男が速くて女が遅ければ、何事かと思われるだろうが、光は俺のすぐ後ろあたりを走っているに違いない。少なくともひったくり犯人に間違われちゃいないだろう。
あと少し。
次第に並木道の出口が広がってくる。
光がどのあたりに居るのかも考える余裕も無かった。
最後のスパートで、俺は並木道を抜け出した。
そのまま少し走ってから、ゆっくり止まって、大きく息を吸う。酸素を欲しがっていた身体が、何度も肩を大きく上下させた。
こんな格好で本気に近い走りなんてするもんじゃないな。
「光・・・」
俺は、すぐ後で、大きく息を弾ませている筈の光の方を向いた。
「・・・?」
光は居なかった。
もっと首を後ろ向けたが、そこにも居なかった。
え?
俺は身体ごと後ろを向くと、光は居た。
並木道を出る前の所に。ゴールではない場所に。
立ち止まっていた。
「光・・・・?」
表情が見えなかった。
まだ並木道の影の中に居るからか、それともうつむいていたからか・・・
「おい・・・」
勝てないと判っていても、勝負を捨てるような奴じゃないのは、俺が一番知っている。それなのに・・・
俺が近づこうとしたときに、光は背中を見せて、駆け出した。
な、なんだ?
「ちょっと、光!」
俺の声に止まる様子もない。
「待てよ。おい。どうしたんだよ」
小走りで光を追いかけた。
「なんだよ。ちょっと待てって」
答えずに光は走っていく。ただ、本気の走りじゃないから、すぐに追いつく事は出来たが、俺は光に止まって欲しかった。だから、間をゆっくりと詰めながら付かず離れずの距離を保った。
しかし、いつまで経っても、光に止まる様子は無い。それに、すれ違うカップルが光に向ける視線がおかしいのが気にかかった。走っていく光を少し目で追ってから、後から追いかける俺に視線を向ける。なにか光と俺を見る目つきが違う。

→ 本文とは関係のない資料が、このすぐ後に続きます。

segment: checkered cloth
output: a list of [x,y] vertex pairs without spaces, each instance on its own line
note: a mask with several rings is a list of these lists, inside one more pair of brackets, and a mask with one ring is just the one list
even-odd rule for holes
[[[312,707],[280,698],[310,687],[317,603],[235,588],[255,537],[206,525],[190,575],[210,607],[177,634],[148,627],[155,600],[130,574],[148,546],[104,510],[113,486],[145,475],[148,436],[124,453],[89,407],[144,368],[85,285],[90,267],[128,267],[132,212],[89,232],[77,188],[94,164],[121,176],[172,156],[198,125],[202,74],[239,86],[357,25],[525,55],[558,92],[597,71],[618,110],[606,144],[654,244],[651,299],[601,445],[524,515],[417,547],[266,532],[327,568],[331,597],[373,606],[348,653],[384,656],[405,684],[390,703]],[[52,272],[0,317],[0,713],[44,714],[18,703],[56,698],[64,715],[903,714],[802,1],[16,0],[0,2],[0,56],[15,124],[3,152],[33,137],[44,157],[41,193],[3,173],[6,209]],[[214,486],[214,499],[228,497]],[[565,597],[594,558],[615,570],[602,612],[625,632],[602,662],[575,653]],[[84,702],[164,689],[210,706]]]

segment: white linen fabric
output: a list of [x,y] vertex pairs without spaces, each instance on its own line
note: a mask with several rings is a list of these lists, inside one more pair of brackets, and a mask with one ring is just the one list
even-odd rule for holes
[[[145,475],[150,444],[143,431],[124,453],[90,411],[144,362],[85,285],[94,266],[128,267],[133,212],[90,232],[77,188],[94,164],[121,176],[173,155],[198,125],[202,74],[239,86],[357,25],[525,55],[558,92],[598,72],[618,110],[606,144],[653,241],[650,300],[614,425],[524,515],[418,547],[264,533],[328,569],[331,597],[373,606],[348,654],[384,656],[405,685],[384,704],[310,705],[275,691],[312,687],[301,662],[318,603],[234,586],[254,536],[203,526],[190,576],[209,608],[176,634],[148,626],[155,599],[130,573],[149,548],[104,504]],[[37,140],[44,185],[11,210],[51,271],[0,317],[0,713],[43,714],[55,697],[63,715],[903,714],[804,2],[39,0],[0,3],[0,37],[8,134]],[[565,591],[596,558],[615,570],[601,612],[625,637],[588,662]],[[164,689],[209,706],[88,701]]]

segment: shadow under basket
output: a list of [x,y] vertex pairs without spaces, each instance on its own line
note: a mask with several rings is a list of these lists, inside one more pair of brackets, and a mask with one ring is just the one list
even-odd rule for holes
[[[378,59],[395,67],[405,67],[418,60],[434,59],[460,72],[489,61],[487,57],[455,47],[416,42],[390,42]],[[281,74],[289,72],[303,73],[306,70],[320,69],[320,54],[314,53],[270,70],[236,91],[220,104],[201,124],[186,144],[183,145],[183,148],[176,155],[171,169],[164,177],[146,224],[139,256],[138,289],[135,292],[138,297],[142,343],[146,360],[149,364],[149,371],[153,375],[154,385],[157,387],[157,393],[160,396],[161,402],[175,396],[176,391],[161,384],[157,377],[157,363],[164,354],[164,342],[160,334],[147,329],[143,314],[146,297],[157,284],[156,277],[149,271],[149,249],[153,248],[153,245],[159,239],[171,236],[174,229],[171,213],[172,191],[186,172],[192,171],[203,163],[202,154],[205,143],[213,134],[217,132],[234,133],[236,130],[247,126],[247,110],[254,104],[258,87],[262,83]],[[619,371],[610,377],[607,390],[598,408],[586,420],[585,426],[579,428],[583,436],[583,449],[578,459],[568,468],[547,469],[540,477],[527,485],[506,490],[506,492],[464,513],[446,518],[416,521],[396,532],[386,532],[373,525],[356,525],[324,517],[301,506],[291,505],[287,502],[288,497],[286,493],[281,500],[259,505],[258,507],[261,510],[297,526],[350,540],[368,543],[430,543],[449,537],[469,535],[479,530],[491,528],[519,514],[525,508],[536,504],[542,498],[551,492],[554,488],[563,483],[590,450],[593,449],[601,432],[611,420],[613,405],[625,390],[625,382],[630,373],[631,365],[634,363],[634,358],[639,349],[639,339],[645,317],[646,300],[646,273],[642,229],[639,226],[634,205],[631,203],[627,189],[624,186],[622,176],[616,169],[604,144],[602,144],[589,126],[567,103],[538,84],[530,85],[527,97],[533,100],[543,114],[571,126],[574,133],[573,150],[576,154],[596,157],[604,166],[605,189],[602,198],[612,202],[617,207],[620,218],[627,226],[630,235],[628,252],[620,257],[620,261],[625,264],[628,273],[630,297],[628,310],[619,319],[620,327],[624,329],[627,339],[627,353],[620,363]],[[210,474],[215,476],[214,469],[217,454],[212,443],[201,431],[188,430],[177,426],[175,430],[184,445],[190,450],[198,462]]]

気になって、俺は光に追いつき追い越して、前に回った。
「おい、ひか・・・」
光の顔を見て、俺が言えたのはそこまでだった。
立ち塞がれて立ち止まった光は、俺から顔を慌ててそらす。
もう遅かった。俺の頭には、焼き付いてしまった。
光の赤く腫らした目と、涙の跡が。
「ど、どうしたんだよ・・・」
泣く理由を探す前に、俺はただ情けない事に、驚く事しか出来なかった。
なんで泣いているんだ。勝負に勝てなかったからか? そんなんで光は泣いたりしない。それとも、走ってる最中に俺が何かをしたのか。そんな暇も無いししたつもりもない。
「なんで泣いてるんだよ・・・」
「・・・・」
「黙ってたらわかんないだろ・・・」
泣き虫だったあの頃の光。でも、泣くにしても理由はあった。他愛も無い事でもだ。それでも、まったくわからないよりは全然良かった。
「俺か? 俺のせいか?」
すると、光は首を横に振る。
「じゃあ、なんで・・・腹でも痛いのか?」
答えは同じだった。
「なんでだよ。黙ってたらわかんないだろ」
「・・・・・」
言葉は無かった。
今俺の目の前に居るのは、いつもの光じゃなかった。小さい頃の光だ。何かあったらすぐに泣いてしまうあの光だ。
「ごめん・・・・」
光がこうなったら、俺のするべきことは一つだった。
「なんか知らないけど、やっぱり俺のせいなんだろ? だから・・ごめん」
「違う・・違うよ。…君は悪くないよ! 誤る事なんてないよっ」
光がはっとした顔で、俺を見てきた。また涙の跡が残る目と合う。
「悪いのは私・・・こんな事で泣いたりして・・・」
「だから、それは俺のせいなんだろ? 悪い。走ってる時なんかしちゃったか・・?」
「違うよ・・・」
俺から視線だけを逸らしてそう言った。間違いなく俺のせいか。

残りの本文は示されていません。